I was working kind of late last night, trying to get a new install working. I ran into a bug where the permissions on the ohasd were incorrect after patching GI. I went out to a working server to see what the permissions should be, build my chown and chmod statements and pasted them into my terminal window. Unfortunately I got them in the wrong terminal, and had managed to copy the wrong permissions. I changed the ownership on ohasd on the first node of my production RAC Cluster. Apparently the permissions are really important because the whole node went down.
A little bit of panic set in and I wasn’t sure what I had done. I didn’t realize i had pasted the permission statements into the wrong window, and the error messages weren’t very helpful.
[root@node1 bin]# ./crsctl stop crs -f CRS-4639: Could not contact Oracle High Availability Services CRS-4000: Command Stop failed, or completed with errors. [root@node1 bin]# ps -ef | grep d.bin root 33615 1 0 16:53 ? 00:00:00 /u01/app/12.1.0.2/grid/bin/ohasd.bin reboot root 53203 1 0 16:57 ? 00:00:00 /u01/app/12.1.0.2/grid/bin/ohasd.bin reboot root 79744 1 0 17:07 ? 00:00:00 /u01/app/12.1.0.2/grid/bin/ohasd.bin reboot root 105598 103980 0 17:17 pts/2 00:00:00 grep d.bin [root@node1 bin]# kill -9 33615 53203 79744 [root@node1 bin]# ps -ef | grep d.bin root 106623 103980 0 17:17 pts/2 00:00:00 grep d.bin [root@node1 bin]# date Thu Jan 5 17:18:02 EST 2017 [root@node1 bin]# ./crsctl start crs CRS-4124: Oracle High Availability Services startup failed. CRS-4000: Command Start failed, or completed with errors.
I was getting nothing in the logs.
I figured it must be a permission issue, but I wasn’t quite sure what to reset them to.

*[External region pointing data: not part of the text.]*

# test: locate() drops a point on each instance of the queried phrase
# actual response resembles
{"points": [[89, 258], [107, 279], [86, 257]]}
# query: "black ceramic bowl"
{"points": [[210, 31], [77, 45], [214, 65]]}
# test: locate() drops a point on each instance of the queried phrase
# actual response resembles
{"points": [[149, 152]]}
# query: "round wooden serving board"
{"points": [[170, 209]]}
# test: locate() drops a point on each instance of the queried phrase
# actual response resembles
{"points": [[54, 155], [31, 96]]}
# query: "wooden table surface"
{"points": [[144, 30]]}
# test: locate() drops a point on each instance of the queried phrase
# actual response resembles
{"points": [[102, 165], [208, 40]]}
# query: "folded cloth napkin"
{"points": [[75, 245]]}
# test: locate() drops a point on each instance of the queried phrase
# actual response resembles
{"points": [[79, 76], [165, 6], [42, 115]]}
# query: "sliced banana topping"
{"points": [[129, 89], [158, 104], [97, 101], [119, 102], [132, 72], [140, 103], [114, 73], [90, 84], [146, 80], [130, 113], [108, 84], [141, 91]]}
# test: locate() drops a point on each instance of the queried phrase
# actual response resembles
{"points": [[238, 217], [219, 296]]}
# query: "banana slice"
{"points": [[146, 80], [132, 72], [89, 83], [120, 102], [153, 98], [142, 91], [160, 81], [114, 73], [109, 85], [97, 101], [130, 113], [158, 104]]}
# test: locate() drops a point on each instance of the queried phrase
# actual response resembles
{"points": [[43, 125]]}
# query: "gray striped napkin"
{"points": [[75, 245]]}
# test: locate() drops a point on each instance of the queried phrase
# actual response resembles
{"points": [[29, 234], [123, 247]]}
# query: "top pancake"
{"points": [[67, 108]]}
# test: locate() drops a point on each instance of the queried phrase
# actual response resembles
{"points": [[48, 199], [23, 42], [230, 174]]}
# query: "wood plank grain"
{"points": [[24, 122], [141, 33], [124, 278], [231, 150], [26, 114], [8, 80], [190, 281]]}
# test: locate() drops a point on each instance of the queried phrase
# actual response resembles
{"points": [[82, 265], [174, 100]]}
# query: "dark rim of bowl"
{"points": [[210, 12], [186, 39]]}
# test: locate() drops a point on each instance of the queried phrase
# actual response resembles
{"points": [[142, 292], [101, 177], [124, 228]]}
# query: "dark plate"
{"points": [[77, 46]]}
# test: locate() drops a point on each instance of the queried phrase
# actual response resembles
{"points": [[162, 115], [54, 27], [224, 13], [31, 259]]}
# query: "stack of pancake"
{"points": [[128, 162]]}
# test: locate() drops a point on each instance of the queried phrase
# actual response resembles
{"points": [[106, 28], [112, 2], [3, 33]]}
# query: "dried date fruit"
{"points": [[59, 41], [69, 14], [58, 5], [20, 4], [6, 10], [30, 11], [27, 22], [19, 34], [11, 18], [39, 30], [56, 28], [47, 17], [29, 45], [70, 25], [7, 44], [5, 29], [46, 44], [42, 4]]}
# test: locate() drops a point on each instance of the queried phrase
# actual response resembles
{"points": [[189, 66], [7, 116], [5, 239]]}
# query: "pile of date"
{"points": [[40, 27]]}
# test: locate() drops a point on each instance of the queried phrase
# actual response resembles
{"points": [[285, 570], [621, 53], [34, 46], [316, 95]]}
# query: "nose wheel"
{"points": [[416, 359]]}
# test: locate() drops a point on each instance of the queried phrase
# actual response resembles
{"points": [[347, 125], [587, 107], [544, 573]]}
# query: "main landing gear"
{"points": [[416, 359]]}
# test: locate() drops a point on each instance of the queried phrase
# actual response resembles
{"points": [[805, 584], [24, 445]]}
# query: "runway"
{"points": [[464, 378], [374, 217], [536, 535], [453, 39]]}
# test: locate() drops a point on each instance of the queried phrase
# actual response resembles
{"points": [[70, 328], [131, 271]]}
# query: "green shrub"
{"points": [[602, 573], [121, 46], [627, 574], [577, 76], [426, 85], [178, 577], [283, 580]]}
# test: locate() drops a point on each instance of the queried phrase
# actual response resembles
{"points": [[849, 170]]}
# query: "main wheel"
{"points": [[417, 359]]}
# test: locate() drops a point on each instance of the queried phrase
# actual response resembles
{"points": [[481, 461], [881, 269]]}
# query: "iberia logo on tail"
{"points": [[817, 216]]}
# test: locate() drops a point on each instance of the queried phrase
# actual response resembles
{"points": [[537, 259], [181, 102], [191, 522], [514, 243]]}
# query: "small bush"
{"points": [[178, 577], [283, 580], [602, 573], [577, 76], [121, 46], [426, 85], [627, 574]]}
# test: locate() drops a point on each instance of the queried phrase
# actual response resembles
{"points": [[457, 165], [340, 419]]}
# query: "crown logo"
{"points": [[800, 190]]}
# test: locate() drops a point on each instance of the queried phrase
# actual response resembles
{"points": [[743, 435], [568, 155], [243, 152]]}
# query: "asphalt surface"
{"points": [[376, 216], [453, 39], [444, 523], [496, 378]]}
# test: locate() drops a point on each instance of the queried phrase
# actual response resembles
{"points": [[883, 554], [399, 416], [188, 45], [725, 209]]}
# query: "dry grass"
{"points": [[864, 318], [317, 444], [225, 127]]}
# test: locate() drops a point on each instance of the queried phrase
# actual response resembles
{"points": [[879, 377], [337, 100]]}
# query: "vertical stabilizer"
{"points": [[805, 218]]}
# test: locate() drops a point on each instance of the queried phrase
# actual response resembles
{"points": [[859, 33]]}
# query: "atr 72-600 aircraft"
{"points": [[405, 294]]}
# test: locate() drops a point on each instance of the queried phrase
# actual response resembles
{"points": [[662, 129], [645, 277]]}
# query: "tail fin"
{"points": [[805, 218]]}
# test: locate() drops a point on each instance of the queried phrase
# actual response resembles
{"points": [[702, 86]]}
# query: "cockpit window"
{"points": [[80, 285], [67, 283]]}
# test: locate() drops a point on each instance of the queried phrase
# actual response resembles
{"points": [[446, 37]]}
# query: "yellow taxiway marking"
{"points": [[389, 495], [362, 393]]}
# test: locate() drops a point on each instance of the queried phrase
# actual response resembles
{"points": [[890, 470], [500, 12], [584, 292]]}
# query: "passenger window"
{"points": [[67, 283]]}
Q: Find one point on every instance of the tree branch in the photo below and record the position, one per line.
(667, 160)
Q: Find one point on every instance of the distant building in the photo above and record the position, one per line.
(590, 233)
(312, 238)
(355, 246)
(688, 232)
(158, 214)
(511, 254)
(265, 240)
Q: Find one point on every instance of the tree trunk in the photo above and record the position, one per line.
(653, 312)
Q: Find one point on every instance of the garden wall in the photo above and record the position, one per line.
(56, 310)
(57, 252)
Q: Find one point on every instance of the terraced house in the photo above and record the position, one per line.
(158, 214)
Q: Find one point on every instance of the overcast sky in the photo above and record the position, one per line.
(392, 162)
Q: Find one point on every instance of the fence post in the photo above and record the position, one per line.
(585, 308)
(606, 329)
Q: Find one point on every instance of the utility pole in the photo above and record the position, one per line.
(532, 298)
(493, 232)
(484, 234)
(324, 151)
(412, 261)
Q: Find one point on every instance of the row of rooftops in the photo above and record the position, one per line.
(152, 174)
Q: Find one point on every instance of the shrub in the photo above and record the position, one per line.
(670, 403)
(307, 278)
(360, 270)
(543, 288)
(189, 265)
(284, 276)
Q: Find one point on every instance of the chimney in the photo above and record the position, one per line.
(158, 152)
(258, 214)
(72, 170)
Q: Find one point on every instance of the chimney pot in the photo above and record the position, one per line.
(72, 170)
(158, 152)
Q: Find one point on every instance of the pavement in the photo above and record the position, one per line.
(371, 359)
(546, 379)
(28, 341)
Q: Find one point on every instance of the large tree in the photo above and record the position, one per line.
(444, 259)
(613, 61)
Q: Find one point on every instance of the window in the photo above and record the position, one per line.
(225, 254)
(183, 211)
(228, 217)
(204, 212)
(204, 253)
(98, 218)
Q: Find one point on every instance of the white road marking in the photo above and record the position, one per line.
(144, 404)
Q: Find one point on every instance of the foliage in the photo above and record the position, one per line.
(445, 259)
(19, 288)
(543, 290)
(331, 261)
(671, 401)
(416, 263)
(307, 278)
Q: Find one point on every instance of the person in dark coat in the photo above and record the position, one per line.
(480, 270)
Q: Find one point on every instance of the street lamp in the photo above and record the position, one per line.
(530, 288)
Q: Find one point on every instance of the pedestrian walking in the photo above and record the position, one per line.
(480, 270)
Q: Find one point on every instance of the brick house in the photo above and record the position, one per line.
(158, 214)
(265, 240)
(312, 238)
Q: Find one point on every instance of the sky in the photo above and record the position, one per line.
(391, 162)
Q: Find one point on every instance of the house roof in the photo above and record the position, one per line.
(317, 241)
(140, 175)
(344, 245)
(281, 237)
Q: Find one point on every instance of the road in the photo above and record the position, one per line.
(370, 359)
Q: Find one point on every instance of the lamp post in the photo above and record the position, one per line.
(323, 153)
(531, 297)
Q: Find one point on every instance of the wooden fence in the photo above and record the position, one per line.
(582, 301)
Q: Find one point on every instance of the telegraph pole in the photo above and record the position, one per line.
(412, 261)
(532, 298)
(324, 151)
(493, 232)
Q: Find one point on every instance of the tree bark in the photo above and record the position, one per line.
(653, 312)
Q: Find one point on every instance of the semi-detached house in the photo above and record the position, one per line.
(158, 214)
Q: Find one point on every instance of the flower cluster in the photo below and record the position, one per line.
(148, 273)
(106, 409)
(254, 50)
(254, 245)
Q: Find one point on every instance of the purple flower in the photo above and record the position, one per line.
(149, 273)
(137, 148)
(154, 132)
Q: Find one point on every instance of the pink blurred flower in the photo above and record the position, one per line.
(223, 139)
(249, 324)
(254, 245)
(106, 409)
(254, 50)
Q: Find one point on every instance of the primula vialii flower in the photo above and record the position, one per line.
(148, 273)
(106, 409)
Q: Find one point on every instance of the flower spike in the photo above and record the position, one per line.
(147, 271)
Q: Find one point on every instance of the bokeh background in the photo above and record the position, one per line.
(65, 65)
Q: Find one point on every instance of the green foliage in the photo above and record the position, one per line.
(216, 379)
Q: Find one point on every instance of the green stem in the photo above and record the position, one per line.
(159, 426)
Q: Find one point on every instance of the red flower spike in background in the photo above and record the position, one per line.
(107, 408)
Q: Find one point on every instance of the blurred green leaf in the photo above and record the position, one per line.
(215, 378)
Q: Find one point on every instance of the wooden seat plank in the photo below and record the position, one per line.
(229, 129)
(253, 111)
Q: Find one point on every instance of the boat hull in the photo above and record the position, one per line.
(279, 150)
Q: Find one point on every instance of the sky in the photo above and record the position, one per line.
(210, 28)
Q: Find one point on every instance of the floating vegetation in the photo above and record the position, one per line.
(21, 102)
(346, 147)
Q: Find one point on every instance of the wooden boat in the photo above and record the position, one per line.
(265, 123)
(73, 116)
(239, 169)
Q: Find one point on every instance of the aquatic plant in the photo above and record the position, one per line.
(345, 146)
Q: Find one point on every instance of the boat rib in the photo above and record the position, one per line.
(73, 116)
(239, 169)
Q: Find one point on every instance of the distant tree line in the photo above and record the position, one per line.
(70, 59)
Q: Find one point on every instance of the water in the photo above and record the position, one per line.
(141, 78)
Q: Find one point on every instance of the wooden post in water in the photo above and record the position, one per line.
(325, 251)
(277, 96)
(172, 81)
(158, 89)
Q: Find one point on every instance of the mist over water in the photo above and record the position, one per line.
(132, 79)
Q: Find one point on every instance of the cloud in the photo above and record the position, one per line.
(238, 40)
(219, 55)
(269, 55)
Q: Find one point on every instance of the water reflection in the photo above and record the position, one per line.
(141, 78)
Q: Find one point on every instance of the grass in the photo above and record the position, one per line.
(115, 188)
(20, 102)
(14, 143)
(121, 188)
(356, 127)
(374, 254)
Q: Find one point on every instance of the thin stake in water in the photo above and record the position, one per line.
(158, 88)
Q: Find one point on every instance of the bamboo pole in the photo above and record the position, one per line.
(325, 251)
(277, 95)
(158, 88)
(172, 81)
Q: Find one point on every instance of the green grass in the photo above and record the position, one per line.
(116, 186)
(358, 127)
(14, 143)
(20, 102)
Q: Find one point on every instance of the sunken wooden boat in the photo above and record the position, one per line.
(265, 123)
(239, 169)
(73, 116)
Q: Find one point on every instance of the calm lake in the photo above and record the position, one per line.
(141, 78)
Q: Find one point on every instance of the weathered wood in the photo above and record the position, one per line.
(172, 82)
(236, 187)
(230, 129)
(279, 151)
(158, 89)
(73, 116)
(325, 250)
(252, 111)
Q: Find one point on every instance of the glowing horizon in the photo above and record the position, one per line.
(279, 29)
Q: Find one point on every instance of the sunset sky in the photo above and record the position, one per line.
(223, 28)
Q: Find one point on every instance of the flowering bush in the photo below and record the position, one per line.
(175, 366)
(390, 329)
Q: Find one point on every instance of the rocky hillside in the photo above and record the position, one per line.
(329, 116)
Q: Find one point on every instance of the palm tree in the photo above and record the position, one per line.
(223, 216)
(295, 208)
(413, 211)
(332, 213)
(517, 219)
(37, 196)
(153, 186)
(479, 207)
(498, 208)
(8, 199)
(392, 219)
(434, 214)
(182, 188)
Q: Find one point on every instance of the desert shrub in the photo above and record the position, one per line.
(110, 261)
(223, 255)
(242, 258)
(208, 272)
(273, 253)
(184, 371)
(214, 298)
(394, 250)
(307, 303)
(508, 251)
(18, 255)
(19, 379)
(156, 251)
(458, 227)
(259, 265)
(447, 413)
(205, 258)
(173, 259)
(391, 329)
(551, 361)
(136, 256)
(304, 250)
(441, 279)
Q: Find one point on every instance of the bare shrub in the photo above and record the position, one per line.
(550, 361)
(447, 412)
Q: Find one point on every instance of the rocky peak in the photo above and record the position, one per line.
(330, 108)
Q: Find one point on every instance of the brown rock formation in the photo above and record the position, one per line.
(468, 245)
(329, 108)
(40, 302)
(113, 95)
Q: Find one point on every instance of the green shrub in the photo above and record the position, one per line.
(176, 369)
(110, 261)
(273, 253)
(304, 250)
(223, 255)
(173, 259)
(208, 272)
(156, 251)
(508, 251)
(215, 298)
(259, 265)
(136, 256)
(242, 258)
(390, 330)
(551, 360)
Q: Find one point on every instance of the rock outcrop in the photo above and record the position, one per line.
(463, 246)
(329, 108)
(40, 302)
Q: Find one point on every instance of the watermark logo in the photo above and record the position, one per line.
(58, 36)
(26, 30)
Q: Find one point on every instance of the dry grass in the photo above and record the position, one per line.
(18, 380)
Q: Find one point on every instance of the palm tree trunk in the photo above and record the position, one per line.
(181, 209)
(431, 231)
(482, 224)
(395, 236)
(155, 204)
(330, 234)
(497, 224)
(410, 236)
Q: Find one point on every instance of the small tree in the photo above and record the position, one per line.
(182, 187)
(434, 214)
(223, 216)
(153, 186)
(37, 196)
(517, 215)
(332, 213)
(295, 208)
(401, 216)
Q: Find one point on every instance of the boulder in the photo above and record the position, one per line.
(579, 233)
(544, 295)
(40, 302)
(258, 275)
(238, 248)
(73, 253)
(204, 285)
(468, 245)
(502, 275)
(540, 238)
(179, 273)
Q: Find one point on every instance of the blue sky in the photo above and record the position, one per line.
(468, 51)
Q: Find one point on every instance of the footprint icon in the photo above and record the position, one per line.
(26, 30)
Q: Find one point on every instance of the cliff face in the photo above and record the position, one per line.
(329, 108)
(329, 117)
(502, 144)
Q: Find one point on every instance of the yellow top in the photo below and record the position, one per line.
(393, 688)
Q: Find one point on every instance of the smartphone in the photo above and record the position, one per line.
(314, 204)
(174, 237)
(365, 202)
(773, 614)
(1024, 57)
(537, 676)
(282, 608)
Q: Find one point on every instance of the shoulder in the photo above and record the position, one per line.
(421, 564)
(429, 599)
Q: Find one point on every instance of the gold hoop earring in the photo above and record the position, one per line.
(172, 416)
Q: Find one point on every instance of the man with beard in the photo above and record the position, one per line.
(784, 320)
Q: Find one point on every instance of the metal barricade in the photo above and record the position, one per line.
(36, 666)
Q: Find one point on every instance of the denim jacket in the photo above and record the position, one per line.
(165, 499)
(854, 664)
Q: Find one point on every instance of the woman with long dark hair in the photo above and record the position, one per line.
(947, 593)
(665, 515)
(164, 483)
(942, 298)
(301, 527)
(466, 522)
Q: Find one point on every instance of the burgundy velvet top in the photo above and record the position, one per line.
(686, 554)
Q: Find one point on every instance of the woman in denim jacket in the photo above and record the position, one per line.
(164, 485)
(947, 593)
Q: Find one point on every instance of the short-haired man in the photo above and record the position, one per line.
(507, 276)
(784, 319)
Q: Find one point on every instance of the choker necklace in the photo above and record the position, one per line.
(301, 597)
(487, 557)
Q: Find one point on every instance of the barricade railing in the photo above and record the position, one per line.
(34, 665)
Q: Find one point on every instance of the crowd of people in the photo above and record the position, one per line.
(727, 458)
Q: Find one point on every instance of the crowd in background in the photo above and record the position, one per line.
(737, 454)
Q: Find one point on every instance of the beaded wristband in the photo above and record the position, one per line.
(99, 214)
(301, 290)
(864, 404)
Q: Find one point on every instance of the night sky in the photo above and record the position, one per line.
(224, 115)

Apparently I am not the first person to do this since Oracle has a document for fixing this!
How to check and fix file permissions on Grid Infrastructure environment (Doc ID 1931142.1)
I ran
./rootcrs.pl -init
rebooted the node, and all was right with the world, except for my ego being kind of damaged from making such a silly mistake.